Clarkson MJ, Zombori G, Thompson S, Totz J, Song Y, Espak M, Johnsen S, Hawkes D, Ourselin S - Int J Comput Assist Radiol Surg (2014)

Bottom Line: NiftyLink was tested for latency when transmitting images, tracking data, and interleaved imaging and tracking data.NiftyLink can transmit tracking data at 1,024 frames per second (fps) with latency of 0.31 milliseconds, and 512 KB images with latency of 6.06 milliseconds at 32 fps.These packages form part of the NifTK platform and have proven to be successful in a variety of image-guided surgery projects.

View Article: PubMed Central - PubMed

Affiliation: Centre For Medical Image Computing, University College London, Engineering Front Building, Malet Place, London, UK, m.clarkson@ucl.ac.uk.

ABSTRACT

Purpose: To perform research in image-guided interventions, researchers need a wide variety of software components, and assembling these components into a flexible and reliable system can be a challenging task. In this paper, the NifTK software platform is presented. A key focus has been high-performance streaming of stereo laparoscopic video data, ultrasound data and tracking data simultaneously.

Methods: A new messaging library called NiftyLink is introduced that uses the OpenIGTLink protocol and provides the user with easy-to-use asynchronous two-way messaging, high reliability and comprehensive error reporting. A small suite of applications called NiftyGuide has been developed, containing lightweight applications for grabbing data, currently from position trackers and ultrasound scanners. These applications use NiftyLink to stream data into NiftyIGI, which is a workstation-based application, built on top of MITK, for visualisation and user interaction. Design decisions, performance characteristics and initial applications are described in detail. NiftyLink was tested for latency when transmitting images, tracking data, and interleaved imaging and tracking data.

Results: NiftyLink can transmit tracking data at 1,024 frames per second (fps) with latency of 0.31 milliseconds, and 512 KB images with latency of 6.06 milliseconds at 32 fps.

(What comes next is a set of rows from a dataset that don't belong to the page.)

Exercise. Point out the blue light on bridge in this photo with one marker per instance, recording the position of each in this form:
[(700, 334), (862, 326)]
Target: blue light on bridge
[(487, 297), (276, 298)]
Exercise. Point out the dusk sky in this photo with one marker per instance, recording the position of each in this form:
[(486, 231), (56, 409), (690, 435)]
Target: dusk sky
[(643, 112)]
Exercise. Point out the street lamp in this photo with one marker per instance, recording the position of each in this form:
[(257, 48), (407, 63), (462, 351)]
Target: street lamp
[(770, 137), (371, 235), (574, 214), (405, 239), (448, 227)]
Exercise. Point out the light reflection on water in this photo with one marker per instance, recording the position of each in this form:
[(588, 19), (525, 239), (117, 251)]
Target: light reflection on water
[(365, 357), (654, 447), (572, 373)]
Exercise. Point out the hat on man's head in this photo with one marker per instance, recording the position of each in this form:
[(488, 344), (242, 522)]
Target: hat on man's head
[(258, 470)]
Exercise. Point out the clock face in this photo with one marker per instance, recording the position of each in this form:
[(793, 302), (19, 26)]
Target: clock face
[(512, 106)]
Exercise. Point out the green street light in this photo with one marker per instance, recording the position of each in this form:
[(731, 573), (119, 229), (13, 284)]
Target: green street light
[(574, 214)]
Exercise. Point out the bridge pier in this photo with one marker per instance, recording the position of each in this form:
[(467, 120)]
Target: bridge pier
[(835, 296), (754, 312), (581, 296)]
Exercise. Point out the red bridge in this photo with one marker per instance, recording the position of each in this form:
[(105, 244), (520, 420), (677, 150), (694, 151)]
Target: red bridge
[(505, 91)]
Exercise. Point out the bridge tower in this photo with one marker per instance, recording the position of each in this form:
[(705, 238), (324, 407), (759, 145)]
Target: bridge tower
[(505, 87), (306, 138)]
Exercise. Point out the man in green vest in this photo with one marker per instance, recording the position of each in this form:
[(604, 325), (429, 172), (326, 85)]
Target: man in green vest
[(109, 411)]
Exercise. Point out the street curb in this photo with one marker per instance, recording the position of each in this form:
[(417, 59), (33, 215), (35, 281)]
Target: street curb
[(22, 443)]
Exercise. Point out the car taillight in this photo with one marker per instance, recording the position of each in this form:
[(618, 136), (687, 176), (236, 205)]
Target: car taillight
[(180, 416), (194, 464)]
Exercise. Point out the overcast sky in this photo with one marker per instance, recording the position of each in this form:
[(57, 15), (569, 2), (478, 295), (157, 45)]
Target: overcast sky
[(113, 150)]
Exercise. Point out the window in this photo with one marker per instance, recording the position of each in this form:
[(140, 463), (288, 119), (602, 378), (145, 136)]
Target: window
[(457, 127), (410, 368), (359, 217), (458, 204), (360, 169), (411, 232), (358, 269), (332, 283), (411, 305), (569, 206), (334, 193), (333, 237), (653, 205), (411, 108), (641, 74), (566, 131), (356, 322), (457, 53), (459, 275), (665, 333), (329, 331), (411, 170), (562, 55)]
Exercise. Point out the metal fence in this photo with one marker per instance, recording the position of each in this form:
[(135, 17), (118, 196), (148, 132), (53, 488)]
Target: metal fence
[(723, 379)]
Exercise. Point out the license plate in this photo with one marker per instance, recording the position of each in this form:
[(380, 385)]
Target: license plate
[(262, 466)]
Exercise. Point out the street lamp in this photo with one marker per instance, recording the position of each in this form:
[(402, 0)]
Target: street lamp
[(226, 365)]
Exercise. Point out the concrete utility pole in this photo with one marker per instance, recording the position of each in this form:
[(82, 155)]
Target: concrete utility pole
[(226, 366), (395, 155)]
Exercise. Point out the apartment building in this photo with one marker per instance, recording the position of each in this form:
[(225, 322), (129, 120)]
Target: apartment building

NiftyIGI was tested, receiving stereo high-definition laparoscopic video at 30 fps, tracking data from 4 rigid bodies at 20-30 fps and ultrasound data at 20 fps with rendering refresh rates between 2 and 20 Hz with no loss of user interaction.

Conclusion: These packages form part of the NifTK platform and have proven to be successful in a variety of image-guided surgery projects. Code and documentation for the NifTK platform are available from http://www.niftk.org . NiftyLink is provided open-source under a BSD license and available from http://github.com/NifTK/NiftyLink . The code for this paper is tagged IJCARS-2014.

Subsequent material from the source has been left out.